In 1974 Weather Underground members Bill Ayers, Bernardine Dohrn, Jeff Jones, and Celia Sojourn, released a new document from the Weather Underground. This document titled “Prairie Fire: The Politics of Revolutionary Anti-Imperialism” took in the new age of a post Vietnam America, began to confront American imperialism from a more Marxist/Leninist approach. The name for the writing was derived from the writings of Mao Zedong, the famed Chinese communist revolutionary. In Mao’s writings, in his “Little Red Book,” he states “a single spark can set a prairie fire,” this being an analogy for revolution. Fallowing the ideology of a Marxist/Leninist and a Mao philosophy “Prairie Fire”, called for a violent overthrow of the United States government, and the installment of a Dictatorship of the Proletariat. The Dictatorship of the Proletariat refers to the Marxist system of government in which the proletariat, or working class, holds the absolute political power. This is a sign that at this point The Weather Underground is dismissing, it’s once primary ideals of a “youth revolution”, and returning to former somewhat S.D.S ideals dealing with a labor driven movement.
Over five thousand copies of “Prairie Fire”, circulated throughout the nation and lead to the creation of multiple Prairie Fire Organizing Committees within several U.S. cities. What essentially happened here is after the failure of “Days of Rage“, to inspire thousands of youth to bring violent revolution to the streets the Weathermen of the time decided to renounce the far “left”, and move underground. This however caused the Weather Underground to lose sight of its commitment to mass struggle. Furthermore this made any attempt of an alliance with a more left mass struggle supporter far more difficult.
In 1974 when “Prairie Fire” was written the Weather Underground had realized the shortcoming of there underground tactics in the previously stated sense. So “Prairie Fire”, called for the creation of both mass and clandestine, or underground, organizations. The clandestine organizations would be in charge of the development and early creation of a people’s militia, as well as carrying out previous underground tactics, and raising consciousness. That mass organization would support and encourage armed action to the mass of the public, in a more legitimized fashion. Under this ideology The Weather Underground could facilitate a far larger mass fallowing, while still advocating for a violent militant revolution. A quote within “Prairie Fire”, states “to leave people unprepared to fight the state is to seriously mislead them about the inevitable nature of what lies ahead.” This quote is in reference to the necessity of militant revolution a later quote states, “never disassociate mass struggle from revolutionary violence to do so was to do the states work”.

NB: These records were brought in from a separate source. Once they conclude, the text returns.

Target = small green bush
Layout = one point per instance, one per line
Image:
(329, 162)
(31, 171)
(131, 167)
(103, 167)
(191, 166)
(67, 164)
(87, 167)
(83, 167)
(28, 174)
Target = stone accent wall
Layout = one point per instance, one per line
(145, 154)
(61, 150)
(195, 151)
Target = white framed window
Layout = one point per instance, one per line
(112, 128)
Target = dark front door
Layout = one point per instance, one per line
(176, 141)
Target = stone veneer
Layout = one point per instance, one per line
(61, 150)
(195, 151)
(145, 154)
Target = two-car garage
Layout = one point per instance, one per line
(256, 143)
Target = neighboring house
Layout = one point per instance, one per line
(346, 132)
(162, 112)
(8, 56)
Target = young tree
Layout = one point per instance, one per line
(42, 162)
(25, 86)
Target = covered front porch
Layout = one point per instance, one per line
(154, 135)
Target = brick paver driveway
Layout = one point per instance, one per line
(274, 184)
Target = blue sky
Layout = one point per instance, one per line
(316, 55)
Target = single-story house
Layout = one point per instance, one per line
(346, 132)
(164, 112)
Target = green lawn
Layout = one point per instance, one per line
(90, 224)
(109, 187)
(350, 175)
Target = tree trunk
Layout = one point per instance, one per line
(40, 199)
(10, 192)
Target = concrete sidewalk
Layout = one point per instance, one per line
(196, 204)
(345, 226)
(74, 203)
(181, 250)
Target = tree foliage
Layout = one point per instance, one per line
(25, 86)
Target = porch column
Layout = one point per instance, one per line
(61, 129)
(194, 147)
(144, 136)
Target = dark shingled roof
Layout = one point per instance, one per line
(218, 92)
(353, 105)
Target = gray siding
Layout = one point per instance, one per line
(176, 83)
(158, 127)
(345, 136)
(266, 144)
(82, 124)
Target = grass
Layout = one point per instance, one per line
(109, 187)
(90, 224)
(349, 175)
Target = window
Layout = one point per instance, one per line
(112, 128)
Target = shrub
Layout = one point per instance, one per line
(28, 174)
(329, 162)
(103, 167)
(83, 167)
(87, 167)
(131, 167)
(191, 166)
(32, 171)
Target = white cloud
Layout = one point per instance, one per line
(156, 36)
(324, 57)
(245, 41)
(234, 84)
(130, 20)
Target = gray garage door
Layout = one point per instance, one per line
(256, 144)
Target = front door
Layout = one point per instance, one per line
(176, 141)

“Prairie Fire”, had an unforeseen consequence however. After its release the Weather Underground split into two separate factions. The first was the “Prairie Fire Collective”, who favored a more mass, above ground, revolutionary tactic. Due to the fact that many of the Weather members faced limited to no charges due to illegal F.B.I surveillance, many members, including Bill Ayers and Bernadine Dohrn, came out of hiding to mass the “Prairie Fire Collective”. The other faction that came into being due to the writing was the “May 19th Communist Organization”. Who remained underground, and would later be known for being responsible for the Brinks robbery.